The moment of truth had come. I had about ten seconds to think of Plan B. I raced to the door underneath the kitchen sink. What could I find? Dawn detergent was out….Clorox wipes would help me either. Wasp and hornet spray?? Perhaps. It did have a fogger nozzle on it so that I could hit from 15 feet away. That idea sounded appealing. The bottle was almost full. I decided that I would just keep spraying him until he was poisoned, or the bottle was empty, whichever came first. I did have the broom for back up. I ran back to the window to check on him one more time. Still there.

I took a deep breath because the battle horn was sounding! I walked outside across the carport and onto the deck. I was out in the open; the little bastard couldn’t get to me if he wanted to. My blood-curling screams should have brought neighbors running to my backyard from every single direction. I will have you know that no one…not one single soul…came to see what all the screaming was about. I sprayed that sorry joker with the hornet spray, doused him good. He ran back and forth trying to outrun it, but I was in complete control. Every once in a while, he would stop running, sit up on his hind legs and lick his front legs. I was thinking: “Go on ahead, you dirty little critter. Lick yourself, graveyard dead.”

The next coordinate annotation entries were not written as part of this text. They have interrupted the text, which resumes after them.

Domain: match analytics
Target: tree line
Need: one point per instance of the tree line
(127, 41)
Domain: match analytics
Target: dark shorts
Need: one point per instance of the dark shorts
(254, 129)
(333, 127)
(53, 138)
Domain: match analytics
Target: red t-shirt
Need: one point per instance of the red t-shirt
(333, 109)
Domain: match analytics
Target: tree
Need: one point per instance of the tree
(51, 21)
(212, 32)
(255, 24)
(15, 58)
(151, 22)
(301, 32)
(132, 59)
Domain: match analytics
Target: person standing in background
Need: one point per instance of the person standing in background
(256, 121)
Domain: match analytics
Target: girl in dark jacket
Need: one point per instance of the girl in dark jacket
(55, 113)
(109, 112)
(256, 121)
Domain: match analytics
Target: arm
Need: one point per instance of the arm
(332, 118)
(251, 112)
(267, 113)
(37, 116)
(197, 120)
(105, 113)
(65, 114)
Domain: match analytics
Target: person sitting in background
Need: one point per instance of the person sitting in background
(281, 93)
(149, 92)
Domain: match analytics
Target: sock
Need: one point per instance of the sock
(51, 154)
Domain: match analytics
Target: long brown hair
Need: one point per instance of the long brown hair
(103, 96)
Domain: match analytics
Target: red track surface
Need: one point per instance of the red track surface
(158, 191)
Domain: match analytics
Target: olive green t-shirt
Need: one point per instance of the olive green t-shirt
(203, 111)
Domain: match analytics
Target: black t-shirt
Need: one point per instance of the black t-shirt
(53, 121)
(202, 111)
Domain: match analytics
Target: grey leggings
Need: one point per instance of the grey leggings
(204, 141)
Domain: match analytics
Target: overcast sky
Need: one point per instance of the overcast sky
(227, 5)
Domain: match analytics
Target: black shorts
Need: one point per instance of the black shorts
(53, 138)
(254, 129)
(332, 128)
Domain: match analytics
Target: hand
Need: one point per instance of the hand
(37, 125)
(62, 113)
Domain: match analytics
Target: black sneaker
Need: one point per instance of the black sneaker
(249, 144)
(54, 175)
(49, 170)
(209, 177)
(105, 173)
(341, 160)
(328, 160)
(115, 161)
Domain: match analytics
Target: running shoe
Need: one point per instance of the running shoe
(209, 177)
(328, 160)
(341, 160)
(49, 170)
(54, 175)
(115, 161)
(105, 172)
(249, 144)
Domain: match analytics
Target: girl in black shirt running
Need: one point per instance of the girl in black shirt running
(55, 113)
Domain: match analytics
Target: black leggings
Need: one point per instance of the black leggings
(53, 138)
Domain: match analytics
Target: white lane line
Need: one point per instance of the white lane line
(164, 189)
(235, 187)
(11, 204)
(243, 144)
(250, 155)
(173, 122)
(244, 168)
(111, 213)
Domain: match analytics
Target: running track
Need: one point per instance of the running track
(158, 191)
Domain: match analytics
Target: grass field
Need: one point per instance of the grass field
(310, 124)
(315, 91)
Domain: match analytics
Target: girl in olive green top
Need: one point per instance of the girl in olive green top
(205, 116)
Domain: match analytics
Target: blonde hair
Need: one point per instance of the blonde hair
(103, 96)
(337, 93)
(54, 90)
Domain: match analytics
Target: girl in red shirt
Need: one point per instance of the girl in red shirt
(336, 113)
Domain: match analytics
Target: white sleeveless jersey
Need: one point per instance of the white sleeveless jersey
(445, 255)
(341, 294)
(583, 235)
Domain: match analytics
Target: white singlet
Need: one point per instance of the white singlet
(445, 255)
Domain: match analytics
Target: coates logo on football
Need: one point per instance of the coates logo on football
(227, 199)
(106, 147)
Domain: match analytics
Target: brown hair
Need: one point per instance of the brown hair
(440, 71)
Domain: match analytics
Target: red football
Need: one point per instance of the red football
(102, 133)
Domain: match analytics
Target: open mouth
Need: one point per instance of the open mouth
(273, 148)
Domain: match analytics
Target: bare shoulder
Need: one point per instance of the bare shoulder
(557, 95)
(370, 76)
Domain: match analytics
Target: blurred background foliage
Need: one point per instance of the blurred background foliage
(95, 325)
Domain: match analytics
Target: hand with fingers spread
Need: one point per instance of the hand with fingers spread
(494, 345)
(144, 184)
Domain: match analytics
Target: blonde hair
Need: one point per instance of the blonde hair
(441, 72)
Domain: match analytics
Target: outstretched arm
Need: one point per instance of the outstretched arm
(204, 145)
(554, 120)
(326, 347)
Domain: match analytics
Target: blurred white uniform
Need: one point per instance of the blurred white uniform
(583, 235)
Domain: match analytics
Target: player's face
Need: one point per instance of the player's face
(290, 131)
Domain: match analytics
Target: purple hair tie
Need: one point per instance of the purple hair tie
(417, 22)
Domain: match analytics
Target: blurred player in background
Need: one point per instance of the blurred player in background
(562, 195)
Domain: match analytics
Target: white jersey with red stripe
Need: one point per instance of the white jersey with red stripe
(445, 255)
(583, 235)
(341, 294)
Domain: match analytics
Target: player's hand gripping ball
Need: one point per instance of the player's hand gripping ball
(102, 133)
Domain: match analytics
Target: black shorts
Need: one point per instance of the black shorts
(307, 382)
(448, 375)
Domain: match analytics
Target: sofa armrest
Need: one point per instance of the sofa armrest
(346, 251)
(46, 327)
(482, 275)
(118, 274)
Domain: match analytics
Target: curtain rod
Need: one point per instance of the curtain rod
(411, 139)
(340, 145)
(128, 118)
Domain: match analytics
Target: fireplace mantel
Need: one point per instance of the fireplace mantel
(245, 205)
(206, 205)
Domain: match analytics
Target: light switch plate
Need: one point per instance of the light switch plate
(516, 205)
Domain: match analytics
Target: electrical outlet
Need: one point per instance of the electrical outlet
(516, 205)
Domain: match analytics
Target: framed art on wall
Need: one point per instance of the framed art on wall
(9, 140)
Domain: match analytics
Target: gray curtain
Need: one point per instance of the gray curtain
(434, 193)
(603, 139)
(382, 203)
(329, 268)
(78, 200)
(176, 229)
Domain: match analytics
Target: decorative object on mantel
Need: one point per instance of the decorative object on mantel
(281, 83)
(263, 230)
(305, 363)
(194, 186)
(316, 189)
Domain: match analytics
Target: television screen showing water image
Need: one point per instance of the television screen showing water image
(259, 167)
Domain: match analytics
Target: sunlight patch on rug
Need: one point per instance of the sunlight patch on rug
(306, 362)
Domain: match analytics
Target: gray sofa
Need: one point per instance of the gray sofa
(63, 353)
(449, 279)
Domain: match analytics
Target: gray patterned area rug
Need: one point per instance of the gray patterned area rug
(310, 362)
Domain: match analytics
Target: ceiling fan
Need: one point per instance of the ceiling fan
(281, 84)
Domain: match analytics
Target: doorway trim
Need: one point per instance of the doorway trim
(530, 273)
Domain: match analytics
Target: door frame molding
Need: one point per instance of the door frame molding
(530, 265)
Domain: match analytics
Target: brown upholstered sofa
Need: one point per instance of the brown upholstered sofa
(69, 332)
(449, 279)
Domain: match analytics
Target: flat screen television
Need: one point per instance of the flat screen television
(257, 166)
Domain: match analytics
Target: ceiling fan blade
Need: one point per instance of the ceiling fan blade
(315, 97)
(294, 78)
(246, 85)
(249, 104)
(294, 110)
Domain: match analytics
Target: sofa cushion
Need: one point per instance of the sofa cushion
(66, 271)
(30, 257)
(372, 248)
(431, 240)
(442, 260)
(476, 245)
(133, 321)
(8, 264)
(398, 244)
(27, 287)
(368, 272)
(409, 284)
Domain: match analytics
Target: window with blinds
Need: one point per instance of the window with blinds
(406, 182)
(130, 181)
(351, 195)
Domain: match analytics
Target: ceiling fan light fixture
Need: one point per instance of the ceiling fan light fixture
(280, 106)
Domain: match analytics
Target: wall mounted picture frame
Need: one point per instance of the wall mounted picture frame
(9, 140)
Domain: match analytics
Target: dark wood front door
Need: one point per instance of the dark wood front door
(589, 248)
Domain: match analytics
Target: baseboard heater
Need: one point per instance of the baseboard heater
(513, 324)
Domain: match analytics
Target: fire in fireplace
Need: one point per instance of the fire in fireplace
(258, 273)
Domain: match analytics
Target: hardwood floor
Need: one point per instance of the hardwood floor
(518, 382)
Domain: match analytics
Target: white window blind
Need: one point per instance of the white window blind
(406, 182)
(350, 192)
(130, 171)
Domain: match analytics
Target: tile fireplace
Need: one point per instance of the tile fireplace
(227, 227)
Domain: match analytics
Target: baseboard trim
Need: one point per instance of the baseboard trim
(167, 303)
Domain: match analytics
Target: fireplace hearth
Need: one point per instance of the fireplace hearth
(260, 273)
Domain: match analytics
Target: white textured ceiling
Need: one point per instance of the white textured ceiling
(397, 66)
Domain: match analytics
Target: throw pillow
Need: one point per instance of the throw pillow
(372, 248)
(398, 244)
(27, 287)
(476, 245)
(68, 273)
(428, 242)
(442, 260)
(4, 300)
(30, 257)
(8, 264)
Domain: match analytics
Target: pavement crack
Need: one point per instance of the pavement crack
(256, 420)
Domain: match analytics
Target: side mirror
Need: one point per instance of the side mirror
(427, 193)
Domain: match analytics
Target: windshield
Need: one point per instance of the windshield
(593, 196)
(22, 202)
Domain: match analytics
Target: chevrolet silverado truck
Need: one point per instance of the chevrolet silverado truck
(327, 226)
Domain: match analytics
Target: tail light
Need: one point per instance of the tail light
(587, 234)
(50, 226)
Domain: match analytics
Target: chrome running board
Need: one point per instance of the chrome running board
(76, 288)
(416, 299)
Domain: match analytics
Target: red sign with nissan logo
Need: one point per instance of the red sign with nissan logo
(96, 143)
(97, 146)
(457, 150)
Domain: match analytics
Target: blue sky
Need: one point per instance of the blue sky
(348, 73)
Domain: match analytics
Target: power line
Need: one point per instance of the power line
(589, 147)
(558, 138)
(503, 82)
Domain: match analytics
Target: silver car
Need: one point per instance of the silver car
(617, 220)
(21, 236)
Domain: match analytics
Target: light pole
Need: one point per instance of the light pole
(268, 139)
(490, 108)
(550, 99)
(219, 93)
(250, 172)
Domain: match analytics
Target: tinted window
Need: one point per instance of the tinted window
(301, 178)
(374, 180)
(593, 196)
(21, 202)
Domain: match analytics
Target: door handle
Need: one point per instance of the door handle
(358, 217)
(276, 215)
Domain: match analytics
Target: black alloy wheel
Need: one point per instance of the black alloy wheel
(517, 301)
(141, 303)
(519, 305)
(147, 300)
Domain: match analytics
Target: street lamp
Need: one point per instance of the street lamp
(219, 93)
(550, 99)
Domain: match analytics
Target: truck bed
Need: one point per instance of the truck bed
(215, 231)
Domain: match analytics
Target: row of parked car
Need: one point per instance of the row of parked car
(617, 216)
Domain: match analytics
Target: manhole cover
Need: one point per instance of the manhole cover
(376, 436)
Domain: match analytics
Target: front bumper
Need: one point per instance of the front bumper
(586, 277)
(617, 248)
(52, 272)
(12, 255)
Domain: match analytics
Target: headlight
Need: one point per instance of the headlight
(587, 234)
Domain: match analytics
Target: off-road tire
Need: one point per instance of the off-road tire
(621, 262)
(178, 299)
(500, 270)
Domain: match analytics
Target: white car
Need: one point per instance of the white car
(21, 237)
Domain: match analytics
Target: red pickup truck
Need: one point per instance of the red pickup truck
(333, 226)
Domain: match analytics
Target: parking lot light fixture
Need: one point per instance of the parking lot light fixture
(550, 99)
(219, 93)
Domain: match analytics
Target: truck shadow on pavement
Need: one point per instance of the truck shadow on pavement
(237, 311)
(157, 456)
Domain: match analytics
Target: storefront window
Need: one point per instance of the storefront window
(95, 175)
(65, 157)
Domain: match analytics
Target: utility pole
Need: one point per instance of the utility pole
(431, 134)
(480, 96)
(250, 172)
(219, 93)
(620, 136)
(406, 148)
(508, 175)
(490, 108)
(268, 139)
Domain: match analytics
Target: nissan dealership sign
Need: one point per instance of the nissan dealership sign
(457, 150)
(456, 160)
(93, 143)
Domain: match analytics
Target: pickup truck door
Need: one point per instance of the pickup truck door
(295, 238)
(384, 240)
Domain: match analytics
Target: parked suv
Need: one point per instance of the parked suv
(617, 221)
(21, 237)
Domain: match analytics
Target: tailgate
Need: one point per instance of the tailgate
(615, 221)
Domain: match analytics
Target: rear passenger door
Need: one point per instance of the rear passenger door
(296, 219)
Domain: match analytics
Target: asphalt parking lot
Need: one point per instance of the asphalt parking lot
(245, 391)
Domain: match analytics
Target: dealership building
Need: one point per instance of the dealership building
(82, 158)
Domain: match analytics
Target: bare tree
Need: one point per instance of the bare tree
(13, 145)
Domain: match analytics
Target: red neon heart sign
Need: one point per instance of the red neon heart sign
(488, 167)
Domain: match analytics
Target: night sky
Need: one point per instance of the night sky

As long as he was sitting still, I was calm and quiet. When he started acting crazy and running around, I sprayed him with my wasp/hornet fogger, while simultaneously screaming like a victim in a horror movie. These ear-piercing screams often lasted close to a minute, and came again and again as I fought the beast.

As any soldier in battle, I lost all track of time. I knew that only a small portion of my hornet spray remained. The beast was losing the battle. He now appeared to be paralyzed on his right side and suffered what looked like little mini-seizures. Despite his massive size, I convinced myself that he was past the point of no return. I allowed him to wobble across the carport and out into the empty field behind the house.

As he staggered across the yard, I spoke to him like a formidable opponent: “Go back to where you came from and let all of your friends lick the rest of that poison off of you." "Then, tell ‘em all to stay away from here.This is MY house.”

I turned back around to the patio. I make no analogies; my patio looked like a battlefield,for real. Every piece of patio furniture had been overturned. My ash tray was dumped over and all of its contents spilled everywhere. Streams of hornet spray covered walls, windows and doors. The fumes would have affected anyone without the massive amount of adrenaline that I was experiencing at the time. I picked up the phone and called my brother. “The beast is dead.”

I learned that more than 40 minutes had passed since I first called to solicit his help. It mattered not how much time I had spent, only that I could go to bed that night and know that the beast had no intentions of returning to my door stoop. I cleaned up the mess, picked up my furniture, washed the walls and windows, and returned to the safety of my home, feeling much like David must have felt the day he killed Goliath with a slingshot. Who says a city girl can’t make in Slapout.